Abstract
Purpose
Meniscal surgery is one of the most performed orthopaedic procedures. Because of its chondroprotective properties, meniscal repair should be attempted whenever possible. Several techniques are described in literature, e.g. all-inside repair using FasT-Fix System from Smith & Nephew. The aim of this study was to evaluate the outcome at a minimum of 12 years following meniscal repair using FasT-Fix System.
Materials and Methods
Patients who underwent meniscal repair using FasT-Fix System in the time from 2001 to 2003 were analyzed. We included isolated meniscal tears and combined tears with a concomitant ACL rupture. A median 12-year follow-up was conducted in 2015. Failure was defined as a new surgical procedure to the same meniscus. Moreover, functional outcome was evaluated using the KOOS and tegner activity score (TAS).
Results
At follow-up 27% had undergone further surgery to the repaired meniscus. There was no significant difference between isolated and combined group (p = 0.582). The failure rate was significantly higher in females (female 48% versus male 15%; p = 0.005). Comparing sports there was a significantly higher failure rate within soccer and indoor sports group (p = 0.002).
Comparing isolated and combined injury groups there was no difference in the TAS (p > 0.05). Only 1 item of KOOS showed no significant difference: 95.33 versus 94.48 for daily life activities (p > 0.05). The other items showed significant differences.
49 out of 51 patients with combined injuries suffered an additional ACL rupture. There was no significant difference regarding the meniscal repair failure rate when comparing the groups of simultaneous and delayed ACL repair (p = 0.521).
Conclusions
At 12 years’ follow-up 73% had a successful surgery. KOOS was significantly better within isolated meniscus tears. Both groups showed no difference in the TAS. There were no differences regarding failure rate in the comparison of simultaneous or delayed ACL-reconstruction.

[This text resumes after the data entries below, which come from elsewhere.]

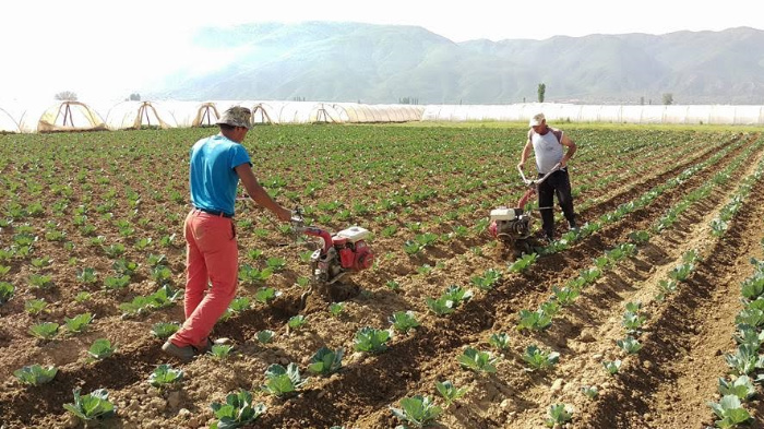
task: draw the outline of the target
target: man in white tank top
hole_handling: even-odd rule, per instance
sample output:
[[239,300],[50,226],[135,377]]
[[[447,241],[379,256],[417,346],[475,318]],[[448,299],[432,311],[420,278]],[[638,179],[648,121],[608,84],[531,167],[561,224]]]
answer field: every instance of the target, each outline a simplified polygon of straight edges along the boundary
[[[528,123],[528,140],[523,148],[517,167],[523,169],[525,160],[533,148],[536,157],[538,177],[544,177],[558,163],[560,169],[552,172],[547,180],[538,186],[538,206],[541,211],[541,229],[548,239],[554,237],[554,195],[560,203],[562,213],[568,219],[569,228],[576,227],[575,212],[573,211],[573,195],[571,195],[571,180],[568,176],[568,162],[575,154],[575,143],[562,131],[548,127],[544,114],[538,114]],[[563,151],[566,146],[568,151]]]

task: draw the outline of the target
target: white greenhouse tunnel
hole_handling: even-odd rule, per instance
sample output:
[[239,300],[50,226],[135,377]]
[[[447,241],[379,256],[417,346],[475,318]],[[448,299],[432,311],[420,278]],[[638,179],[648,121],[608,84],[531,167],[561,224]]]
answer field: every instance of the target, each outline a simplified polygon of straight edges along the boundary
[[231,106],[252,110],[252,123],[525,122],[544,112],[550,122],[636,124],[764,124],[764,106],[367,105],[284,100],[0,102],[0,132],[131,130],[214,126]]

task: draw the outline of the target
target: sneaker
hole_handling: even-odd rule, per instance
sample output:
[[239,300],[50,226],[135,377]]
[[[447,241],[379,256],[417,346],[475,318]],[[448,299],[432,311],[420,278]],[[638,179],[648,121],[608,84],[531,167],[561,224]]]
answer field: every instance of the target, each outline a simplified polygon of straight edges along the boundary
[[190,362],[191,359],[195,356],[194,348],[191,346],[176,346],[172,344],[171,341],[165,342],[165,344],[162,346],[162,351],[164,351],[167,355],[177,357],[183,362]]

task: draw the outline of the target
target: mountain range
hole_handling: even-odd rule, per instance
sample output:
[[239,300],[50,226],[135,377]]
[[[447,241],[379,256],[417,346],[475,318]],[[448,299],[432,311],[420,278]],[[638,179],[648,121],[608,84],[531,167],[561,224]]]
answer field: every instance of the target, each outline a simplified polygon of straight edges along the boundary
[[764,104],[764,31],[750,27],[454,43],[418,26],[260,23],[194,44],[228,59],[151,97],[501,105],[537,102],[544,84],[550,103]]

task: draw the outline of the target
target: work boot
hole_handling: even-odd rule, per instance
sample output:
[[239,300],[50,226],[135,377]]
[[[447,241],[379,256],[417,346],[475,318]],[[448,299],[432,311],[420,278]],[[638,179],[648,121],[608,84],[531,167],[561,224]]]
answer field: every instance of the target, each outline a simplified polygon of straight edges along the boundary
[[194,348],[191,346],[176,346],[172,344],[171,341],[165,342],[165,344],[162,346],[162,351],[164,351],[167,355],[177,357],[183,362],[190,362],[191,359],[195,356],[194,354]]
[[568,230],[578,230],[578,224],[576,224],[575,218],[573,218],[572,221],[568,221]]

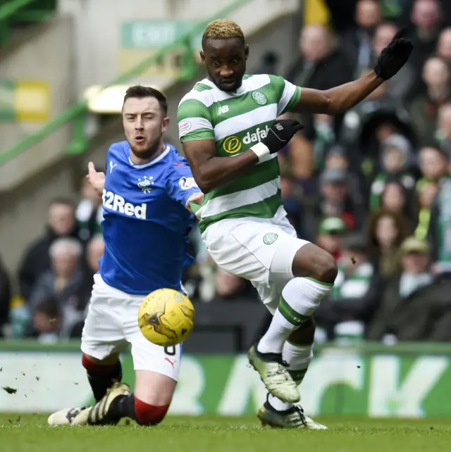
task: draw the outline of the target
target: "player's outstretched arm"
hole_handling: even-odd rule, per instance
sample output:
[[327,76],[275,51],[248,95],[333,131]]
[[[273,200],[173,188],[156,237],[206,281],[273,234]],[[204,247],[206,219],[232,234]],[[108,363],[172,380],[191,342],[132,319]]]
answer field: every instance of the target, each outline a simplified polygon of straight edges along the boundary
[[183,152],[199,188],[208,193],[259,161],[264,161],[269,154],[280,151],[303,127],[293,120],[276,121],[261,142],[233,158],[216,156],[214,139],[185,141]]
[[183,146],[192,175],[203,193],[208,193],[259,161],[257,153],[251,149],[233,158],[217,157],[214,139],[185,142]]
[[92,188],[101,196],[102,191],[105,187],[105,173],[98,172],[92,162],[87,164],[87,175],[86,178],[89,180]]
[[400,30],[382,50],[373,71],[330,89],[303,88],[299,102],[292,111],[334,115],[359,103],[384,81],[395,75],[409,59],[413,46],[403,37],[405,32],[405,28]]

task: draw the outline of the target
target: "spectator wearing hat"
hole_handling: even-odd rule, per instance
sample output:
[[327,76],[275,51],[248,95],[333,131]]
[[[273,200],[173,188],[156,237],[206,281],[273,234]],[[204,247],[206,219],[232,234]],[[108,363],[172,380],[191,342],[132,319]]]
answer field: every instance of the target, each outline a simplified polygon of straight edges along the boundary
[[324,218],[319,223],[316,244],[338,259],[341,256],[341,239],[347,230],[346,223],[340,217]]
[[365,324],[377,306],[383,284],[368,256],[359,234],[342,237],[334,287],[315,313],[315,320],[329,339],[345,335],[363,338]]
[[[343,168],[326,168],[319,177],[319,197],[305,206],[305,226],[309,237],[315,237],[321,219],[339,217],[349,230],[358,230],[364,218],[364,210],[358,199],[351,193],[349,172]],[[307,231],[306,231],[307,232]]]
[[[406,329],[411,327],[403,320],[410,309],[409,305],[433,282],[427,241],[408,237],[401,244],[400,251],[401,274],[399,277],[390,280],[383,291],[380,305],[368,327],[369,340],[388,340],[388,335],[396,338],[404,336]],[[417,313],[418,315],[421,316],[422,313]]]
[[410,142],[402,135],[391,135],[382,142],[382,170],[376,175],[371,184],[371,211],[381,208],[381,195],[388,180],[399,180],[407,193],[414,188],[415,177],[407,170],[411,155]]

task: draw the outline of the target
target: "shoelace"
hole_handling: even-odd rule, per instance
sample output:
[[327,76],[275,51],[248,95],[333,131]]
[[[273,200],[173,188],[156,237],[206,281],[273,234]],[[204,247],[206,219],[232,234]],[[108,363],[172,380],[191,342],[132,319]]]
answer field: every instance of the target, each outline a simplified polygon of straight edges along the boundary
[[295,411],[299,414],[299,417],[301,419],[301,422],[304,427],[307,426],[307,421],[305,419],[305,415],[304,414],[304,408],[300,405],[295,405]]

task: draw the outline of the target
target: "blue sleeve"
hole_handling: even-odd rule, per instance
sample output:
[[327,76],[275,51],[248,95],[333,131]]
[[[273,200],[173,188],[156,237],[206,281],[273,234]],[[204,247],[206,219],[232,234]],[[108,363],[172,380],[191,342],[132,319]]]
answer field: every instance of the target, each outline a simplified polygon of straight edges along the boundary
[[200,192],[186,158],[178,157],[166,172],[166,190],[174,201],[186,205],[188,198]]

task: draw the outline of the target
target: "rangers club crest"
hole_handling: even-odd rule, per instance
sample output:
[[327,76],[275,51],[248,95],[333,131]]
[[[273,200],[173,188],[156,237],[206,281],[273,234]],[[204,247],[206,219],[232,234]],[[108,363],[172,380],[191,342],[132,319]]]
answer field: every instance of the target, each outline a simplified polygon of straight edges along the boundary
[[144,176],[144,179],[138,179],[137,186],[142,190],[143,193],[150,193],[152,191],[152,186],[154,184],[154,176]]

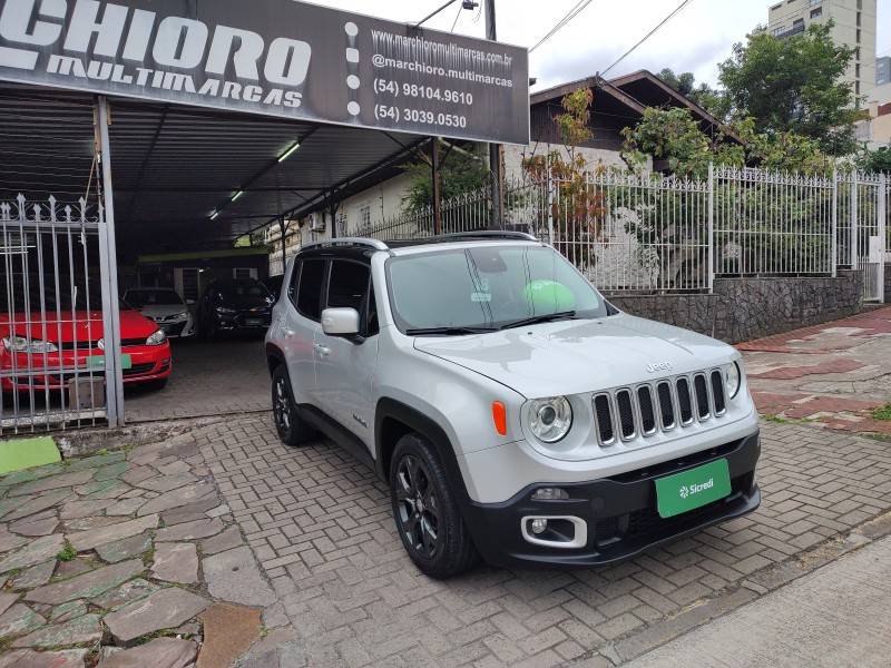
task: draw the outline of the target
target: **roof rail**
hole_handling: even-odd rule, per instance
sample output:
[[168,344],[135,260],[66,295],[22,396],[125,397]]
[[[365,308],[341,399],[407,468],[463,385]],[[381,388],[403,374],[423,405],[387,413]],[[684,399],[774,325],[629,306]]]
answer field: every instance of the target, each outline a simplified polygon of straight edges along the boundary
[[461,240],[461,239],[513,239],[517,242],[537,242],[531,234],[525,232],[511,232],[503,229],[480,229],[477,232],[456,232],[453,234],[441,234],[432,237],[438,242]]
[[369,239],[365,237],[336,237],[333,239],[325,239],[323,242],[312,242],[301,246],[301,250],[306,248],[327,248],[333,246],[366,246],[375,250],[389,250],[390,246],[378,239]]

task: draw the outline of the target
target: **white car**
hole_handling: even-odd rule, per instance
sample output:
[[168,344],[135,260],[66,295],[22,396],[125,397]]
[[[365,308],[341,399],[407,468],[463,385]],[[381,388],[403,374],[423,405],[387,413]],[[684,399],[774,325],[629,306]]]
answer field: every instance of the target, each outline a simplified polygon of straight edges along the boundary
[[740,353],[621,313],[527,235],[304,246],[266,354],[282,441],[373,465],[432,577],[609,563],[761,500]]
[[184,338],[195,334],[195,321],[188,306],[175,289],[165,287],[133,287],[124,301],[155,321],[167,338]]

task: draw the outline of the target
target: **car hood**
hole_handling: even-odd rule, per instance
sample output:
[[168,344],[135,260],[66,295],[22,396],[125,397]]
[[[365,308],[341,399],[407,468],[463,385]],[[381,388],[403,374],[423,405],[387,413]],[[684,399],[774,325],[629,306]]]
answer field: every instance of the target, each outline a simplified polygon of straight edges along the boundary
[[[733,347],[708,336],[624,313],[490,334],[415,337],[414,347],[530,399],[652,381],[737,356]],[[659,366],[649,371],[649,365]]]
[[[0,333],[4,336],[10,328],[20,336],[43,338],[43,323],[40,313],[17,313],[10,318],[0,316]],[[25,324],[29,322],[30,324]],[[14,323],[10,327],[10,323]],[[138,311],[120,311],[120,337],[148,337],[158,326]],[[71,343],[77,341],[97,342],[102,337],[102,313],[100,311],[63,311],[57,318],[56,312],[48,312],[46,320],[46,340],[52,343]]]

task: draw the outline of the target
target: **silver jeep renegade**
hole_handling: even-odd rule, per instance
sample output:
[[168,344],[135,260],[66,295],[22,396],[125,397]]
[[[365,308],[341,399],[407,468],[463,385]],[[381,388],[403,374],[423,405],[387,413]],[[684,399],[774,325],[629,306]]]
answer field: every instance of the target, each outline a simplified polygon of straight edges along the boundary
[[282,441],[372,465],[432,577],[608,563],[761,500],[740,354],[618,311],[528,235],[305,246],[266,355]]

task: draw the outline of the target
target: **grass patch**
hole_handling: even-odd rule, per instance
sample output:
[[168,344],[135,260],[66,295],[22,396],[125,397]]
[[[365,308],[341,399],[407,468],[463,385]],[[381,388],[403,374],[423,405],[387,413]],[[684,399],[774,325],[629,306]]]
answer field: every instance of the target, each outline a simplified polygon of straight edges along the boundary
[[873,420],[883,420],[885,422],[891,422],[891,404],[884,404],[878,409],[872,411]]
[[776,424],[790,424],[791,422],[790,420],[786,420],[780,415],[775,415],[774,413],[765,413],[761,416],[761,419],[764,420],[764,422],[774,422]]
[[56,553],[56,559],[59,561],[74,561],[77,559],[77,550],[68,542],[68,539],[65,539],[65,546]]

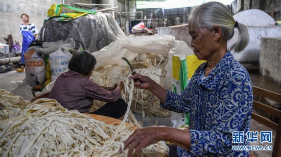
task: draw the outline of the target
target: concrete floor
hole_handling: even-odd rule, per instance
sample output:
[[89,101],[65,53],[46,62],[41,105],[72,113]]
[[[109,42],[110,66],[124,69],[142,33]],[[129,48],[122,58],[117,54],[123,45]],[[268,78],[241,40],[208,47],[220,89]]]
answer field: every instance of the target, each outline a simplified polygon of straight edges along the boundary
[[[251,80],[252,85],[260,87],[269,90],[273,91],[277,93],[281,93],[281,87],[277,84],[269,80],[266,78],[260,75],[259,74],[251,74]],[[12,81],[17,82],[22,81],[25,77],[25,73],[19,73],[15,71],[10,71],[6,73],[0,73],[0,89],[5,88],[7,85],[11,84]],[[151,125],[167,125],[171,126],[170,118],[158,118],[158,117],[146,117],[143,118],[140,115],[135,114],[137,120],[143,122],[144,127]],[[273,133],[273,141],[275,139],[276,132],[270,128],[267,127],[263,124],[257,122],[254,120],[252,120],[251,123],[251,131],[271,131]],[[259,140],[260,141],[260,140]],[[251,145],[261,145],[263,144],[253,143]],[[270,145],[273,145],[273,143]],[[265,145],[266,145],[265,144]],[[269,145],[269,144],[267,144]],[[256,156],[268,156],[269,154],[272,153],[270,151],[253,151],[253,154]]]

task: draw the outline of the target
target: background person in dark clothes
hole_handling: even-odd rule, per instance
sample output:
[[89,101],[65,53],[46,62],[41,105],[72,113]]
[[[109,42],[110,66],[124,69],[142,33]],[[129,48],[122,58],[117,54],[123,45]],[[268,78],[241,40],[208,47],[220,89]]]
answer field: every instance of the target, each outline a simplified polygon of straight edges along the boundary
[[[57,78],[49,98],[55,99],[69,110],[122,119],[127,107],[121,98],[124,84],[120,82],[114,87],[108,87],[92,82],[89,77],[96,63],[95,57],[87,51],[74,54],[68,64],[69,70]],[[94,99],[108,103],[89,113]]]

Keywords: Arthroscopic mensicus repair, All-inside, Longterm-outcome, Failure of meniscus-repair, Knee, FasT-Fix
1. Introduction
Meniscal lesions are commonly found during knee arthroscopies,1 In order to treat these injuries arthroscopic partial meniscectomy is one of the most performed orthopaedic surgeries worldwide.2, 3, 4 However the loss of meniscal tissue can lead to an early onset of osteoarthritic changes in the long term.5, 6, 7, 8 In pediatric and adolescent patients meniscectomies seem to be even more disadvantageous.9,10
Many studies have shown a chondroprotective effect of meniscal preservation in the recent years.11,12 Therefore, meniscal repair should be attempted whenever possible. To perform meniscal repair a variety of techniques were described over the years. In the 1980s arthroscopic techniques were evolved in order to achieve a shorter rehabilitation period, a better visualization and a lower morbidity.13,14 In 1980 Charles Henning introduced an inside-out technique,15 but there was a potential risk of neurovascular injuries. Therefore Russel Warren developed the outside-in technique to reduce neurovascular complications.16 Finally the all-inside technique was introduced by Craig Morgan in 1991.17 The procedure was effective but technically demanding. To avoid an additional posterior incision several industrial devices for performing an all-inside meniscal repair were developed – for example the T-Fix device, which was introduced in the mid-1990s.18 Two anchors were placed near to the tear side and finally tied together. To avoid the manually knot tying the FasT-Fix System (Smith & Nephew) was designed, which attaches two T-Fix suture bar anchors to a nonabsorbable suture. By tightening this suture it forms a tight suture sling between the two T-Fix bars19,20 (Fig.1).
Fig. 1.
Scheme of the performed Procedure: a) a needle is pulled through the meniscus releasing implant 1 behind the meniscus b) the needle is inserted approximately 5 mm next to implant 1 on horizontal, vertical or oblique plane in order to release implant 2 c) the needle is removed from the knee and the sliding knot will reduce the meniscal tear (©Smith&Nephew).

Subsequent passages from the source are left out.